Nice try, Chris and Jeff. But hero worship is way off base.

Pundits like to personalize politics because individuals make for compelling stories. Political scientists enjoy individual dramas too but pay at least as much attention to ideas, interests and institutions because they are usually far more telling than dramatic tales of individual derring-do.

For example, Matthews writes that “All those hours of social time between the liberal speaker and the conservative president, all the shared birthday parties and over-the-top Irish toasts, all the Saint Patrick’s Days spent together, served to keep open the lines of communication.”

Well, sure. But consider that in the Eighties the parties were not as polarized as they are now. When Reagan took office in 1981 his Democratic adversary was leading a caucus that included 50 or so moderate and conservative Democrats – the “boll weevils” who denied Tip a real majority and even imperiled his speakership, should conservative southerners turn against him (shades of John Boehner and the Tea Party). In Tip O’Neill and the Democratic Century, John A. Farrell writes that O’Neill was a patriot who honored the people’s decision on Election Day and honestly wished to give the president a chance after the failures of presidents Johnson, Nixon, Ford, and Carter. On the other hand Reagan was not hamstrung by an anti-government cabal in his own party. He sat unchallenged atop the conservative movement (which, to bait Jacoby a bit, would seem positively moderate today).

As for ideas, the New Deal liberalism of O’Neill is far from dominant in the DLC party of the Clintons or the Wall Street coddling party of Obama. Reagan did not have to deal with the extremism of the Tea Party or moneyed interests which have proven they can so manipulate a party primary as to displace Indiana’s Richard Lugar with the bizarrely right wing Richard Mourdock.

Yes, the unique capabilities of Ronald Reagan and Tip O’Neill counted but so did institutions, ideas, and interests.
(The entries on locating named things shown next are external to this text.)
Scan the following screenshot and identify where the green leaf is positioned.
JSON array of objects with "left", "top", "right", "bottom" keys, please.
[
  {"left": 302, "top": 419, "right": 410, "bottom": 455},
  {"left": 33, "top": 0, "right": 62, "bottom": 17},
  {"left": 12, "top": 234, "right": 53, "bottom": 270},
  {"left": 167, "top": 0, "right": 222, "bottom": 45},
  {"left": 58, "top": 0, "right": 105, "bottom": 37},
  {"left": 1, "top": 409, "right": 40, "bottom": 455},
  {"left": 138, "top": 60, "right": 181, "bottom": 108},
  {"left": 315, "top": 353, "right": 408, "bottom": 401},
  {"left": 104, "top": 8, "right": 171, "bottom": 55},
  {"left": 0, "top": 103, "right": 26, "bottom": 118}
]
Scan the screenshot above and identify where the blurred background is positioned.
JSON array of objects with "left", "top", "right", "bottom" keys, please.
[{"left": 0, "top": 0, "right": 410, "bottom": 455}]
As for Jacoby, he really did an excellent job in riling the area’s liberals, several of whom published fine letters to the editor pointing out Jacoby’s lack of attention to context. Jacoby was right that Kennedy was in some ways more conservative than modern liberals like to remember. So how did JFK get mismatched with the liberal political party (where he would feel pressure from its liberal interests) when he could have comfortably cuddled with the party of conservatism, the Republican Party?

Immigration.

Kennedy was the descendant of immigrants; in fact, the Boston elites’ most despised immigrants, the Irish (surpassed perhaps by the modern GOP’s obsession with Mexicans). When JFK came along a Massachusetts Democrat could be conservative. On social and civil rights issues the Massachusetts Republican Party was more liberal than the Democrats. A conservative, yes; but there was one thing an ambitious Irish Catholic politician could not be in Massachusetts, and that was a Republican. In terms of partisan institutions, that put Kennedy in the liberal party.

On immigration the Massachusetts GOP fell in behind its leader Henry Cabot Lodge, who spent much of his career defending the city upon a hill against the invasion of the inferior races. Cabot Lodge was one Republican who did not want immigrants and children of immigrants voting. There is nothing new under the sun.

Yes in politics individuals and their relationships matter. But don’t forget ideas, institutions, and interests.